# infusing liquors into hard candies



## popcornmaker (Oct 18, 2017)

So I've been having trouble making the champagne flavor stay in the hard candies that I make. I've done it two ways: replacing the water for champagne and/or adding champagne closer to when the base is done. Both ways it's seemed to cook off and the flavor is minimal and more sweet than I prefer. I was thinking of using a Chardonnay instead of champagne. Thoughts or ideas?


----------



## flipflopgirl (Jun 27, 2012)

Champagne is a tough flavor to nail.
Have you thought to try any of the super concentrated flavorings?
My go to is lorrannoils.com and have been super impressed by their quality and pricing.

mimi


----------



## brianshaw (Dec 18, 2010)

Also check out Bickford Flavors. Google them.


----------



## popcornmaker (Oct 18, 2017)

flipflopgirl said:


> Champagne is a tough flavor to nail.
> Have you thought to try any of the super concentrated flavorings?
> My go to is lorrannoils.com and have been super impressed by their quality and pricing.
> 
> mimi


I use Lorann already but like you said champagne is tough to nail which is why I tried to do it with real champagne instead of the flavoring. So now I'm really stumped


----------



## popcornmaker (Oct 18, 2017)

brianshaw said:


> Also check out Bickford Flavors. Google them.
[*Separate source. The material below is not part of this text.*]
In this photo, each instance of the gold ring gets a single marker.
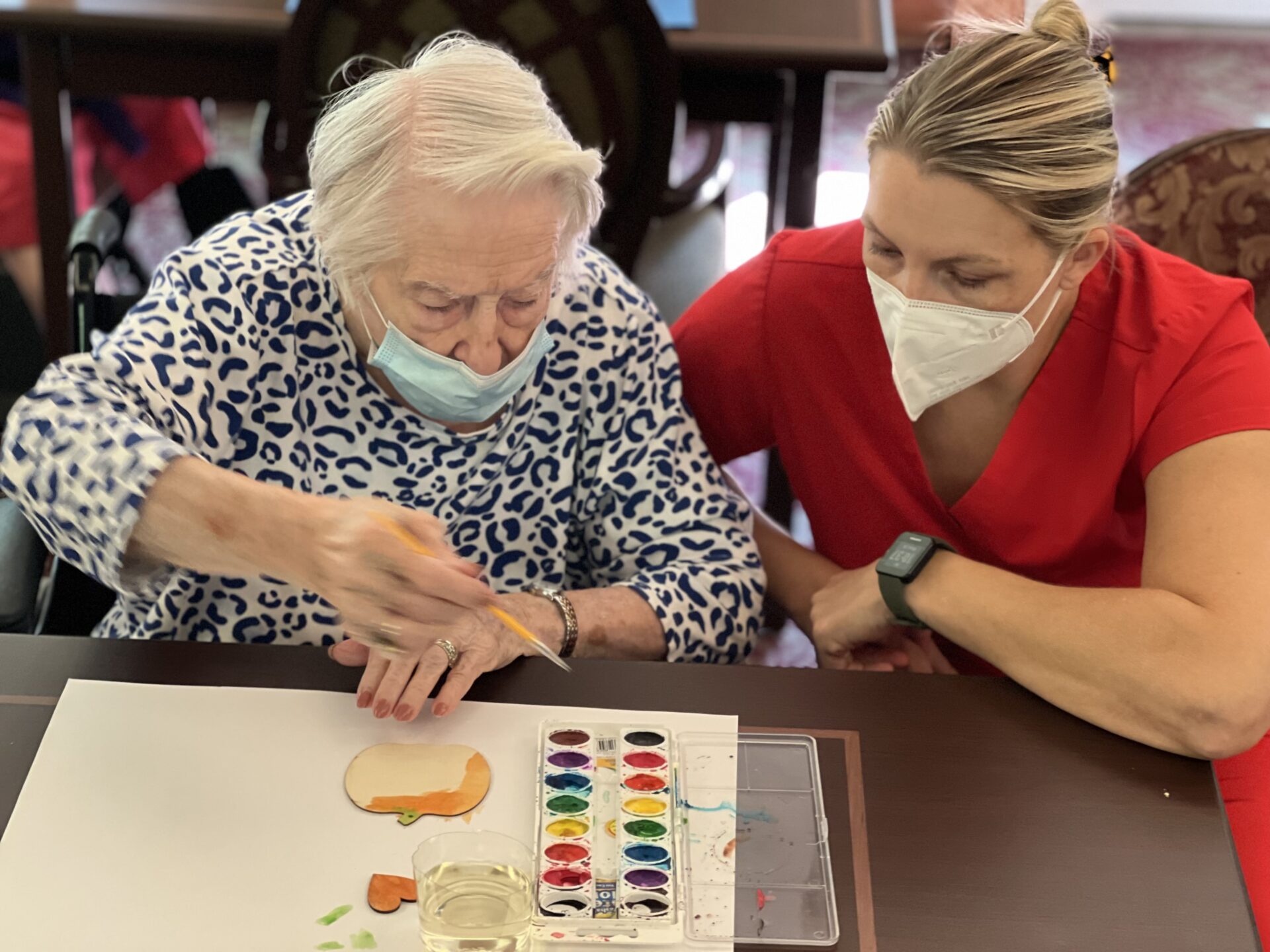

I'll check them out. Thank you


----------



## flipflopgirl (Jun 27, 2012)

popcornmaker said:


> I use Lorann already but like you said champagne is tough to nail which is why I tried to do it with real champagne instead of the flavoring. So now I'm really stumped


So how did the LorAnn not meet your expectations?
I have never used it myself but have read posts on CakeCentral re it being the best thing since sliced bread.
Just wondering if I should give it a whirl or not (and why not).... promised last November to do a NY eve event cake and will need to pull the trigger soon.
Thx.

mimi


----------



## popcornmaker (Oct 18, 2017)

flipflopgirl said:


> So how did the LorAnn not meet your expectations?
> I have never used it myself but have read posts on CakeCentral re it being the best thing since sliced bread.
> Just wondering if I should give it a whirl or not (and why not).... promised last November to do a NY eve event cake and will need to pull the trigger soon.
> Thx.
> ...


LorAnn is awesome don't get me wrong. The only one I don't like is the Sparkling Wine which is supposed to be Champagne flavor. For me it has an overly powerful sweet smell and taste too it. The kind of champagne flavor that I'm looking for has that sweet, dry, and tart flavor that the oil does not have. I'm mixing a few different ones together and almost have my recipe down. Otherwise all of the other flavors do rock and are at a nice price for us.


----------



## pete (Oct 7, 2001)

If you are planning on selling any candy with alcohol in it, please check your local and state regulations. Here in Wisconsin, it is illegal to sell any candy that has more than 0.5% alcohol in it. Even boiling booze will leave some residual alcohol so make sure that you check your local laws and make sure that your product abides by those laws. And yes, most of those laws make allowances for extracts (which are usually alcohol based) on the premise that those are food products and not alcohol products and thus are regulated differently. Yes, the laws can be confusing and sometimes somewhat arbitrary.


----------